American International Group Inc. must give former Chief Executive Officer Maurice R. Greenberg and former Chief Financial Officer Howard I. Smith access to AIG legal documents in their defense against fraud charges brought by the New York attorney general, an intermediate New York appeals court has ruled.
Overturning a lower court decision that AIG could withhold the documents as privileged, a unanimous five-judge panel of the Appellate Division of New York State Supreme Court ruled that the two former AIG executives are entitled to the legal memoranda, which include some related to AIG’s allegedly fraudulent 2000 loss portfolio reinsurance deal with General Re Corp.
Yesterday’s appeals ruling stems from then-New York Attorney General Eliot Spitzer’s 2005 lawsuit charging Messrs. Greenberg and Smith with fraud related to the Gen Re deal and other allegedly sham transactions designed to manipulate AIG’s financial statements. AIG itself was originally a defendant, but settled with regulators in 2006, paying $1.6 billion.
Messrs.
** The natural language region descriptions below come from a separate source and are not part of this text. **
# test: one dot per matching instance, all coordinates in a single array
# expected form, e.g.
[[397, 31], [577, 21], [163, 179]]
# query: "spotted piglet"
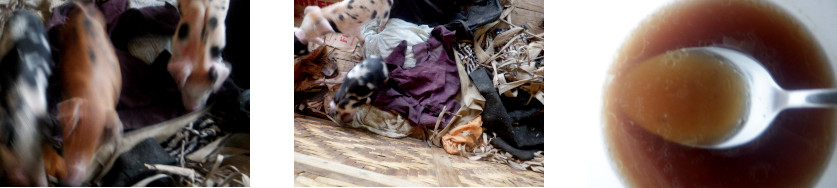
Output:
[[91, 80], [359, 85], [345, 17], [24, 70], [196, 64]]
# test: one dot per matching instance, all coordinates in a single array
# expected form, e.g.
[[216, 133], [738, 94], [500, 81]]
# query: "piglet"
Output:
[[91, 83], [360, 84], [24, 71], [196, 64]]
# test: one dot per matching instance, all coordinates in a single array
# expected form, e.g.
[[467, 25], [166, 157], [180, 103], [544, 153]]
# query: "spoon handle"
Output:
[[812, 98]]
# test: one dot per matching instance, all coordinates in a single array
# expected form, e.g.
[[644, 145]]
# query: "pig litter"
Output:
[[506, 109]]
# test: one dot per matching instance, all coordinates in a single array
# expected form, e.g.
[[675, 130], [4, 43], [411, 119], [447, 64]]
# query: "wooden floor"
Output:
[[327, 155]]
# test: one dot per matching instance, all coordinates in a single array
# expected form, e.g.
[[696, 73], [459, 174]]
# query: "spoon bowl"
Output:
[[765, 98]]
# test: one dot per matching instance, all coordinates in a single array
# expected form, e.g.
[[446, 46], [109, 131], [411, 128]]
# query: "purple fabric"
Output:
[[149, 95], [420, 93]]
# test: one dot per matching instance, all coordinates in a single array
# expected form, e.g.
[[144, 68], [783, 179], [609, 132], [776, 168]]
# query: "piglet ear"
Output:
[[220, 72], [180, 71], [113, 127], [69, 112], [310, 9]]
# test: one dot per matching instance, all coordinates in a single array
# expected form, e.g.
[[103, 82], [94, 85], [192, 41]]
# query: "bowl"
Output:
[[746, 165]]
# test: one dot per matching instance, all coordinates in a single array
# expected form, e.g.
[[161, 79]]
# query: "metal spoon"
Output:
[[766, 98]]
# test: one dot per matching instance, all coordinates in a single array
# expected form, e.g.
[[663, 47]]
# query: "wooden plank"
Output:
[[334, 182], [337, 171], [445, 173], [533, 5], [533, 20]]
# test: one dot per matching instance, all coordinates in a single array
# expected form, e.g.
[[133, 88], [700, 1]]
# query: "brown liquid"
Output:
[[792, 152], [690, 98]]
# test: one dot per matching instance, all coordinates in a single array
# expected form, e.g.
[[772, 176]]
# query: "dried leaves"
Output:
[[487, 152], [512, 54]]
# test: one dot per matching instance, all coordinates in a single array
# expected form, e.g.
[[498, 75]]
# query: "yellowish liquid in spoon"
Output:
[[688, 98]]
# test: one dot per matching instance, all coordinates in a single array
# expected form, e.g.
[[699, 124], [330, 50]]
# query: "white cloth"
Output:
[[395, 31]]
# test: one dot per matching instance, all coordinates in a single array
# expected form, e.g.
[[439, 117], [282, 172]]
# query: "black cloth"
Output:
[[462, 16], [519, 126]]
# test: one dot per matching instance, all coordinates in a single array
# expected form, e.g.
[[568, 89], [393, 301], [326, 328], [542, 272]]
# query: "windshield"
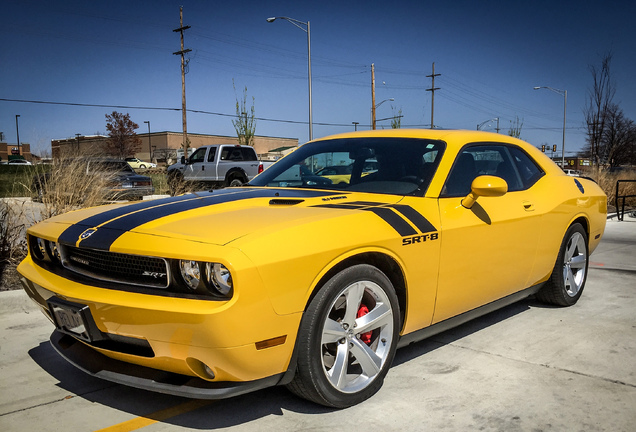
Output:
[[401, 166]]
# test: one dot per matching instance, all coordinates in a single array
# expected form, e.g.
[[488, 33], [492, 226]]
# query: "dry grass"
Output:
[[67, 186], [607, 182], [12, 234], [62, 187]]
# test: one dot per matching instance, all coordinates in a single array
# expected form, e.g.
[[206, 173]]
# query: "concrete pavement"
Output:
[[526, 367]]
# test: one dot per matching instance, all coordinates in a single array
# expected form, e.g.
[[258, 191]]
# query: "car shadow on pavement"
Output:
[[240, 409], [218, 414]]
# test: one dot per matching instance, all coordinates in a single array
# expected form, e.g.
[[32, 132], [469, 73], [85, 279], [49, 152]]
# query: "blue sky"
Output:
[[490, 55]]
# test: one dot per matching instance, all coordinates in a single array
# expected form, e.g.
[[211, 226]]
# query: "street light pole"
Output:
[[565, 104], [375, 107], [17, 131], [149, 145], [307, 30]]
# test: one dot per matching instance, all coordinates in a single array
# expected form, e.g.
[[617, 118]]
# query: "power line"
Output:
[[165, 109]]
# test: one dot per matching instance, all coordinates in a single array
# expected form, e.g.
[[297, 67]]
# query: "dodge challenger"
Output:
[[295, 280]]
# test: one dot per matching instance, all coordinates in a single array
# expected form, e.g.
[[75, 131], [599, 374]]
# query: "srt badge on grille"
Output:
[[155, 275], [86, 234]]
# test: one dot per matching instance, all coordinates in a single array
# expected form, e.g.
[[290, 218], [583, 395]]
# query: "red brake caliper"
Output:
[[364, 337]]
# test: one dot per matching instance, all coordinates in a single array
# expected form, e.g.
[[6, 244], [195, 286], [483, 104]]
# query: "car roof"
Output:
[[455, 140]]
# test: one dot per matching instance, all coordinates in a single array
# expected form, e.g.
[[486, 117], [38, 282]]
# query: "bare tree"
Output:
[[122, 141], [599, 100], [618, 137], [244, 124], [515, 127], [396, 120]]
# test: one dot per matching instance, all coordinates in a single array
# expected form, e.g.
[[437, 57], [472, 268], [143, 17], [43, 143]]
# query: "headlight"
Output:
[[213, 277], [219, 278], [54, 250], [190, 273], [44, 250]]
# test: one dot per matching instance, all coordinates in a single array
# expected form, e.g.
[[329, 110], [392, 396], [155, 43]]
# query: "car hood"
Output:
[[218, 217]]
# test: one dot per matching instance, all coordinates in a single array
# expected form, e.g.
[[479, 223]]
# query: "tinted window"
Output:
[[198, 155], [474, 161], [400, 166], [528, 169], [248, 154], [212, 154]]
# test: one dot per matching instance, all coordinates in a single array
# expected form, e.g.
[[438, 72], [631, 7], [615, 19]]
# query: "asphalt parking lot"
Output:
[[526, 367]]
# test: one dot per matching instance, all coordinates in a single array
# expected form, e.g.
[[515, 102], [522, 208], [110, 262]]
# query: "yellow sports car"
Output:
[[305, 283]]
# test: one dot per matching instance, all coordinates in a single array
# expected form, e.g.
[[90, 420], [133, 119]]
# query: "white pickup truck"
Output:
[[216, 166]]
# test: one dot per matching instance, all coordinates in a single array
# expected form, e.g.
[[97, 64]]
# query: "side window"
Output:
[[198, 155], [481, 160], [233, 153], [528, 169], [212, 154], [248, 154]]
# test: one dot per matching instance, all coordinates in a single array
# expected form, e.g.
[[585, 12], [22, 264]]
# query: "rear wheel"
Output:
[[565, 286], [347, 338]]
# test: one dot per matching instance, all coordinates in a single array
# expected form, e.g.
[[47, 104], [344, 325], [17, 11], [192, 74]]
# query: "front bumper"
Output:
[[100, 366], [172, 336]]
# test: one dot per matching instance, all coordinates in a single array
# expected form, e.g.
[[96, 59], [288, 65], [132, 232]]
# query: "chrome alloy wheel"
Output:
[[574, 264], [357, 336]]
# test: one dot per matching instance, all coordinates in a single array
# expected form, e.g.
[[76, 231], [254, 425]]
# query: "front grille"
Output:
[[116, 267]]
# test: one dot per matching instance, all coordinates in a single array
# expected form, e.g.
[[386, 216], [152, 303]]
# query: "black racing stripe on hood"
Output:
[[416, 218], [104, 237], [72, 233]]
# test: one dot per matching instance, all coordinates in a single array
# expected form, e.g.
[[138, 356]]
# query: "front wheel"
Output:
[[565, 286], [347, 338]]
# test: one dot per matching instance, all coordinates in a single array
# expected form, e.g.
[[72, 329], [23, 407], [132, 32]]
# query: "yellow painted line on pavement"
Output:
[[141, 422]]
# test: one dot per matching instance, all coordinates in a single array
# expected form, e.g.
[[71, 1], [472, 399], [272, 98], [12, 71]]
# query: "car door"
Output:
[[208, 166], [487, 251], [194, 169]]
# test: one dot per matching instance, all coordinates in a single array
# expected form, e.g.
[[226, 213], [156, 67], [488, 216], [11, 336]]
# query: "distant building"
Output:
[[11, 151], [163, 146]]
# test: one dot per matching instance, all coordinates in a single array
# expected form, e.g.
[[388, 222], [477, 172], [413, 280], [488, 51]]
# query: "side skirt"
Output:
[[450, 323]]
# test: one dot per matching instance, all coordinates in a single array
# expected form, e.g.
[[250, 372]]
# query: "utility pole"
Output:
[[183, 66], [373, 96], [432, 90], [17, 132]]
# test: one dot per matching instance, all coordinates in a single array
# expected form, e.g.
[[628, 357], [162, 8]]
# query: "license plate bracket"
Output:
[[73, 319]]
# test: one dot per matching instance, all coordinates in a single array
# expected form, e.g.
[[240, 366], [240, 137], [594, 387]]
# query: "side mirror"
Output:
[[489, 186]]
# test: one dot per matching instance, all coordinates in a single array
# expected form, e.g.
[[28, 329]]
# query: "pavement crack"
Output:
[[609, 380]]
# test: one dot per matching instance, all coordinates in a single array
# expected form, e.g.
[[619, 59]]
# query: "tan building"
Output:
[[163, 146], [9, 151]]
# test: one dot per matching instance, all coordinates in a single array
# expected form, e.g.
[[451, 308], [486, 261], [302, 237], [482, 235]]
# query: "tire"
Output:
[[565, 286], [343, 357], [235, 182]]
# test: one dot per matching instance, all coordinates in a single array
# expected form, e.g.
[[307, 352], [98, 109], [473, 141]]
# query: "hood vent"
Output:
[[285, 201]]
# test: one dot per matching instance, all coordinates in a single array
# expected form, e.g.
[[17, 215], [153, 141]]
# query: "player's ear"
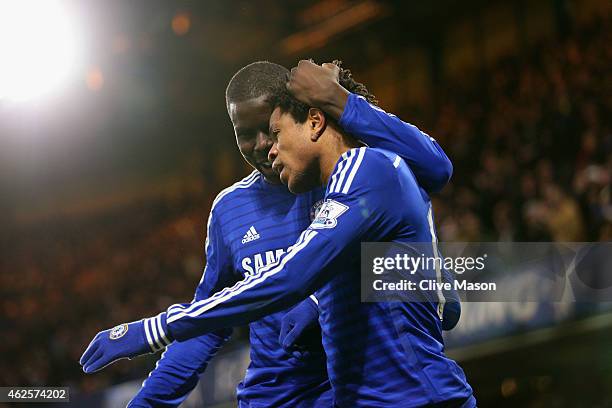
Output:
[[317, 122]]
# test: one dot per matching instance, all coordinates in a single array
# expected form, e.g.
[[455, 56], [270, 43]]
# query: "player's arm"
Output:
[[312, 261], [358, 210], [177, 372], [318, 86]]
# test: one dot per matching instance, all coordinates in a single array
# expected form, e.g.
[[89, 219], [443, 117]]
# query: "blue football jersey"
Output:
[[386, 354], [251, 225]]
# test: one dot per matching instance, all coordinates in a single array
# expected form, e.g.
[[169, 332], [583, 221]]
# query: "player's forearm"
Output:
[[177, 373], [333, 100], [430, 165]]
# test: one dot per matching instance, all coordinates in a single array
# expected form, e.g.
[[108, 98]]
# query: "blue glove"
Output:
[[127, 340], [300, 330]]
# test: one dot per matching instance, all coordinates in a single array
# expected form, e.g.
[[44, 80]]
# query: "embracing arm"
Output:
[[319, 86]]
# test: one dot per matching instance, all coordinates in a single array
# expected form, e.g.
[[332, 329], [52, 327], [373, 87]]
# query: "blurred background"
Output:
[[114, 140]]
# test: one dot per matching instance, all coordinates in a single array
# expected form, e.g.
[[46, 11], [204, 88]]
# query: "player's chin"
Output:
[[295, 185]]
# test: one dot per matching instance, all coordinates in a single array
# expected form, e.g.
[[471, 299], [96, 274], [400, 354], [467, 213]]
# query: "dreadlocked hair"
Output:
[[299, 110]]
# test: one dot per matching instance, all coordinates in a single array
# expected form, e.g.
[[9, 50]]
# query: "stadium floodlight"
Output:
[[38, 48]]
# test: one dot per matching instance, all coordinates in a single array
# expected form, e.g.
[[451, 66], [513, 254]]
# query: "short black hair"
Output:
[[261, 78], [287, 103]]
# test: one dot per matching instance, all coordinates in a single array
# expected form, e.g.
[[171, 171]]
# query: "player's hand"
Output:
[[300, 330], [317, 85], [126, 340], [451, 315]]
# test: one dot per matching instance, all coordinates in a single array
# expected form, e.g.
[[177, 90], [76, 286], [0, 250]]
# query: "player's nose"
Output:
[[272, 154]]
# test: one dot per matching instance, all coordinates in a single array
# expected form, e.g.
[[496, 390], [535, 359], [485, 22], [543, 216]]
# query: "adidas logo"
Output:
[[251, 235]]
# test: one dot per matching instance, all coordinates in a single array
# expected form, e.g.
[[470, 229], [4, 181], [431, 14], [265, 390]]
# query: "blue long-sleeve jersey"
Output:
[[251, 224], [387, 354]]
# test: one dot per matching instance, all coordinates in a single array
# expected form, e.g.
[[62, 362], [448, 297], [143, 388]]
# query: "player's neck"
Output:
[[336, 145]]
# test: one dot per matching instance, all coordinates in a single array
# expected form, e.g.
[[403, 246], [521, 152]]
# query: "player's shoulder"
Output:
[[236, 191], [362, 165]]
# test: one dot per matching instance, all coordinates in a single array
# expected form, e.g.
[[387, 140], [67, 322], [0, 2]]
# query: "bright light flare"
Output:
[[38, 48]]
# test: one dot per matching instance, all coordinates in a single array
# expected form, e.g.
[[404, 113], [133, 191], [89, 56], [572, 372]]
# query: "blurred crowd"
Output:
[[530, 140]]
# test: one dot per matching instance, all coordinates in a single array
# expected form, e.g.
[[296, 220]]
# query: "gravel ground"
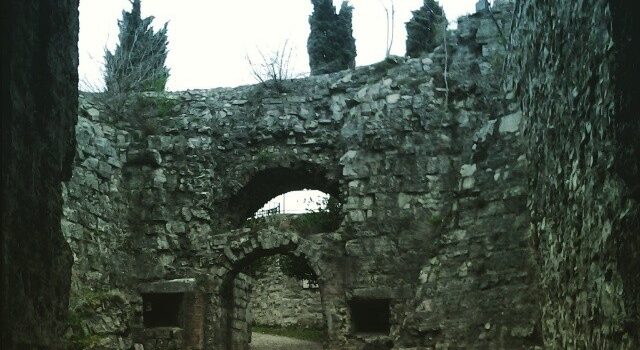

Greenberg and Smith have argued in part that they relied on the advice of legal counsel in the transactions cited in the attorney general’s lawsuit, and have sought copies of all legal memoranda related to the transactions prepared at the time they were AIG officers.
AIG refused to turn over the documents, and a New York judge ruled that they were protected by AIG’s attorney-client privilege.
The Appellate Division panel reversed that ruling, though, finding that the two former executives have a qualified right to inspect the memoranda.